Review: Sharks and Sailors - Builds Brand New
Released: August 1, 2008
Every action has an equal and opposite reaction, so the physicists say. You cannot effectively defend your position without understanding the opposition, so the orators say. You cannot know up without down, dark without light, good without evil, so the philosophers say. Ours is in many ways a world defined and understood in terms of opposing forces.
Sharks and Sailors understands this. The very fiber of Builds Brand New is built around this concept. It is these opposites, contrasts if you will, that are the texture of the music: sweet melodies versus grating noise, ambient fluidity versus sharp angles, technical skill versus emotional release. While this is a fine technique, it is hardly unique in and of itself. But there is another wrinkle to Sharks and Sailors: They don't use these opposing forces against each other as a means of creating tension. Instead, they are more like yin and yang, forces spinning around the Taoist center of the overall album.
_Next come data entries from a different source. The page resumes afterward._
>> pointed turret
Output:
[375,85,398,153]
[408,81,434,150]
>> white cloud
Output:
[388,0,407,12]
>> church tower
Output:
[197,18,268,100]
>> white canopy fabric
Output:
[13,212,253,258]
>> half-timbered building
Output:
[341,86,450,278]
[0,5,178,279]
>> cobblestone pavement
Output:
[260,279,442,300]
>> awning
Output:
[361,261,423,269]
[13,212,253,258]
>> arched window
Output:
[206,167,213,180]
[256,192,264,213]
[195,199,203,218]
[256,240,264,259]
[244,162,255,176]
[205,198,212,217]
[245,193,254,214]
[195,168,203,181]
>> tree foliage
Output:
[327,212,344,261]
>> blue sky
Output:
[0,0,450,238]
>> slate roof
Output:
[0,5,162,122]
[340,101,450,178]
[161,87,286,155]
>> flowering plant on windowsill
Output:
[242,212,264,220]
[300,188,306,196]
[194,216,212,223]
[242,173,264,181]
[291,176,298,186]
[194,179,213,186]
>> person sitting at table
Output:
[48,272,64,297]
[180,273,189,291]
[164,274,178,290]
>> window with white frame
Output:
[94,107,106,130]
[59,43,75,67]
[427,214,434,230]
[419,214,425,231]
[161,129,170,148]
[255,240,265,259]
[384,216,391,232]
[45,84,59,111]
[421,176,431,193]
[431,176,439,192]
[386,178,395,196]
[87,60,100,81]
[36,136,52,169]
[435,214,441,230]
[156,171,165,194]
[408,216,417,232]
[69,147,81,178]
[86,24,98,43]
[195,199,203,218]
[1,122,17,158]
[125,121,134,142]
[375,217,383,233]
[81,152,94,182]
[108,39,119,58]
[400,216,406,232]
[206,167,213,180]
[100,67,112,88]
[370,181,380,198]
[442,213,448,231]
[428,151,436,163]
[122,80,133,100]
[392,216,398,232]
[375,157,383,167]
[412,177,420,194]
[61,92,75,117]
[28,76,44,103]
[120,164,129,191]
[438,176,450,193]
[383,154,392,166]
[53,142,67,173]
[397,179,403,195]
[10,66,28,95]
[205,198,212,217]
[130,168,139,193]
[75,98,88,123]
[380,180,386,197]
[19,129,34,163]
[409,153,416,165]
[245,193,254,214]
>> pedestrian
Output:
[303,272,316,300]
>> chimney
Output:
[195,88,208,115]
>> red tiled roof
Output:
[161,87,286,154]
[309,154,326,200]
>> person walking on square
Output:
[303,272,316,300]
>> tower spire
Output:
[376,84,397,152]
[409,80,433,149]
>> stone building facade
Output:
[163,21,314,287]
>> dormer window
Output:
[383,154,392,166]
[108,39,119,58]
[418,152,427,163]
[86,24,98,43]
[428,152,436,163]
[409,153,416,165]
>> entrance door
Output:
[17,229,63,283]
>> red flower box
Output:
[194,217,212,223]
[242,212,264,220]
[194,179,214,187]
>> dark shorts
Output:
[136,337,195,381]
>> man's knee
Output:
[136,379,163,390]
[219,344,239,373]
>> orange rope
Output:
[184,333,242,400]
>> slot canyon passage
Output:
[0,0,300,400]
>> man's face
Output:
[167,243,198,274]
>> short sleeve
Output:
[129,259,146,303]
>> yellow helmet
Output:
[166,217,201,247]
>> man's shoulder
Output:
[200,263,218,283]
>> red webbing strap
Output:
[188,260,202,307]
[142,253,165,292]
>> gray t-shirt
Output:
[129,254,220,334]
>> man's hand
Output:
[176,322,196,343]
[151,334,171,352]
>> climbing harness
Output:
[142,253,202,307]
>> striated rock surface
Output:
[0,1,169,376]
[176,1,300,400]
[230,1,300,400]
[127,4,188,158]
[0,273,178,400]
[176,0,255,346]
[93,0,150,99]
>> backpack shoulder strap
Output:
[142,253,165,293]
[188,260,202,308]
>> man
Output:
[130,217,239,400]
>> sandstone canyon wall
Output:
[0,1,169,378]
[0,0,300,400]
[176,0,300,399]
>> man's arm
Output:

They have clearly taken a few lessons from the Smashing Pumpkins in their prime, but these songs voice something more cerebral than Gen X brattiness. "Metes and Bounds" stretches out so far that it feels epic as it alternates between sharp art-punk angles and airy prog spaceiness. It manages to compress time almost, concentrating what should be a 20 minute opus into six minutes. It is like the ocean dripping into the dew drop. And that's how this album goes, wide and expansive, yet it would nearly fit onto one side of a 90 minute tape (for those of us who remember those days).
Without getting into the realm of the nearly unlistenable, Builds Brand New manages to find an unturned patch of ground in rock music. What they've sown there is both musically and philosophically compelling.